Craig Uden, who’s set to take over as the organization’s president in December, told The World-Herald on Thursday that he thinks the state’s cow-calf industry is doing “extremely well” this year for reasons that aren’t related to tariffs Trump imposed on beef imports from Brazil.
“We absolutely have a fantastic cow crop out there, be it small,” Uden said. “So our quality has really went up. We’re feeding these cattle a little bigger. That makes up some of the difference. But quality has been really good, so we’ve gained a lot of market share. It isn’t just because we don’t have the numbers. Demand is incredible right now.” Uden’s comments came as a back-and-forth between cattle ranchers and the Trump administration continued.
The National Cattlemen’s Beef Association, the national organization to which the Nebraska group is affiliated, issued a scathing press release Wednesday with the headline “President Trump Undercuts America’s Cattle Producers.”
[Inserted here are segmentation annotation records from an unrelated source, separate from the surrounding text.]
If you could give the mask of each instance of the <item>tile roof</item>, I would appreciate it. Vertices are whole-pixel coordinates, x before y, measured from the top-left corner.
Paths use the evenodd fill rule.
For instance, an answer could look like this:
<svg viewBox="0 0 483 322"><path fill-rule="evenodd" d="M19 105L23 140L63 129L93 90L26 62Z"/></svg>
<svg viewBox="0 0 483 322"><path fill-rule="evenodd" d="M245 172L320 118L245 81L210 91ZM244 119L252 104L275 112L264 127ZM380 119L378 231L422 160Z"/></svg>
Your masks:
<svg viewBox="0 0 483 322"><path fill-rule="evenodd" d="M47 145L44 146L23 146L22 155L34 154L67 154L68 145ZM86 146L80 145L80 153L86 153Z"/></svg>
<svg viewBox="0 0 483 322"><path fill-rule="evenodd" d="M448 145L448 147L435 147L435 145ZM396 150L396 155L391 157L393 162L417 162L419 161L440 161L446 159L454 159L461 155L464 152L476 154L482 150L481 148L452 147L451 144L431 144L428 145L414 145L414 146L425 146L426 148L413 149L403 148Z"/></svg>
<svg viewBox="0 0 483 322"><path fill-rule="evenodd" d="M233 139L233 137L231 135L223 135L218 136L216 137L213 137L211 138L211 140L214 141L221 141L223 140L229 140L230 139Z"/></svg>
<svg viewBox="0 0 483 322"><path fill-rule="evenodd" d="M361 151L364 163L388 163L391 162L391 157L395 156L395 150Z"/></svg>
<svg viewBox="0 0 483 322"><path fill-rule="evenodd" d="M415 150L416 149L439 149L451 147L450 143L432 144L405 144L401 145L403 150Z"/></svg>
Nebraska’s all-Republican congressional delegation, usually publicly allied with Trump, has continuously urged the White House to abandon its plans to import Argentinian beef as a means to combat high grocery prices. Sen. Pete Ricketts told reporters on his Wednesday conference call that he’d asked Trump about the issue at a Senate GOP lunch in Washington. Reps. Mike Flood and Don Bacon both told The World-Herald on Wednesday that they’d been in touch with the White House, with Flood calling cattle issues the “number one” priority for people in the administration he’d talked to.